Lesson 8 (2019) discussion & wiki

also swift does not have macros and hopefull never will:)

1 Like

I spent years trying to get numerical programming working well in C++. It was an absolute nightmare. You have to deal with issues like memory aliasing, and trying to convince the compiler to actually vectorize your loop, and the complexity of expression templates and C++ meta-programming (if you want things to be reasonably concise).

There’s also no good package management, terribly long compile times, complex memory management, and so many other horrors. C++-17 is certainly a lot better than the old days, but I’d still rather avoid C++ if at all possible!

9 Likes

I wish it had Julia’s meta-programming though…

2 Likes

Yeah so not really a Leaky Relu. :smiley:
I guess I was trying to ask if Leaky Relus do better than regular Relus because of the normalization thing discussed.

I think the fact they have non-zero gradient everywhere is the more important issue.

2 Likes

Hi All,

I have a doubt regarding when Jeremy was discussing matrix multiplication with broadcasting. Cell with name Matmul with broadcasting
At the point where Jeremy mentions the shape of the expression
a[i,:].unsqueeze(-1)

He said, the shape is [ar, 1]. I think the shape should instead be [ac, 1].
Could anyone please verify? Or am I missing something here ?

Regards

1 Like

I think you are right!

1 Like

The edited lesson video doesn’t seem to be working for me. Anyone else have problems with it?

Hi Jeremy…!
The link for the edited video isn’t working . It’s not showing anything but just a blank screen. It might be some temporary issue but if it’s not (in case) please update the link…

It’ll take ~20 mins to process.

2 Likes

Oh Thanks…!

About a=math.sqrt(5), it seems due to a refactor of initialisation code … this can shed some light

1 Like

Turns out to be more complex than that - I’ve gotten to the bottom of it now, and will be documenting what I found for next week.

2 Likes

Besides the link with rationale for swift (@alexandrecc you can read why C++ didn’t make it):

there’s a second document https://github.com/tensorflow/swift/blob/master/docs/GraphProgramExtraction.md describing the programming model.

Our user model fits in a single paragraph: you write normal imperative Swift code against a normal Tensor API. You can use (or build) arbitrary high level abstractions without a performance hit, so long as you stick with the static side of Swift: tuples, structs, functions, non-escaping closures, generics, and the like. If you intermix tensor operations with host code, the compiler will generate copies back and forth. Likewise, you’re welcome to use classes, existentials, and other dynamic language features but they will cause copies to/from the host. When an implicit copy of tensor data happens, the compiler will remind you about it with a compiler warning.

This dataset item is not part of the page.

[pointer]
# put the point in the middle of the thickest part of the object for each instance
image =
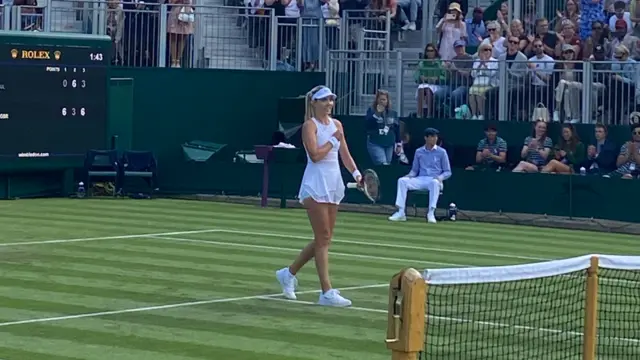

So the goal was to pick up a language which has an expressive subset susceptible to static analysis.

1 Like

Yes my first message was when Jeremy showed us your matrix calculus paper.

Bookish seems like a great tool, I think I’m gonna use it so thanks for writing it !

Btw, I don’t know if you saw my tweet about it but in the beginning of that matrix calculus article you mention the ‘Theory’ category of the fastai forums that doesn’t seem to exist anymore… Maybe you could remove that mention ?

Thanks! You’re right is more complex than that. Just found this paper. Maybe it can help

Dying ReLU and Initialization: Theory and Numerical Examples

Sounds like maybe we need to resurrect the theory forum! easier than changing the paper I would say.

And the bookish repo is really not ready for external users as I’m focused on making it work for my stuff but feel free to check out how I did it.

1 Like

No one was using it, so it got merged into #deep-learning .

1 Like

__call__ is a function that helps you call the object by passing parameters inside of it. So yes it is working like forward. If you are asking shouldn’t we use forward? This is solved by using Module in which __call__ calls both forward and backward. All we need to do now is subclass Module for our custom layers and models; here we can use forward and there is no need for __call__. Hope this clarifies your confusion.

2 Likes

It exploits BLAS I guess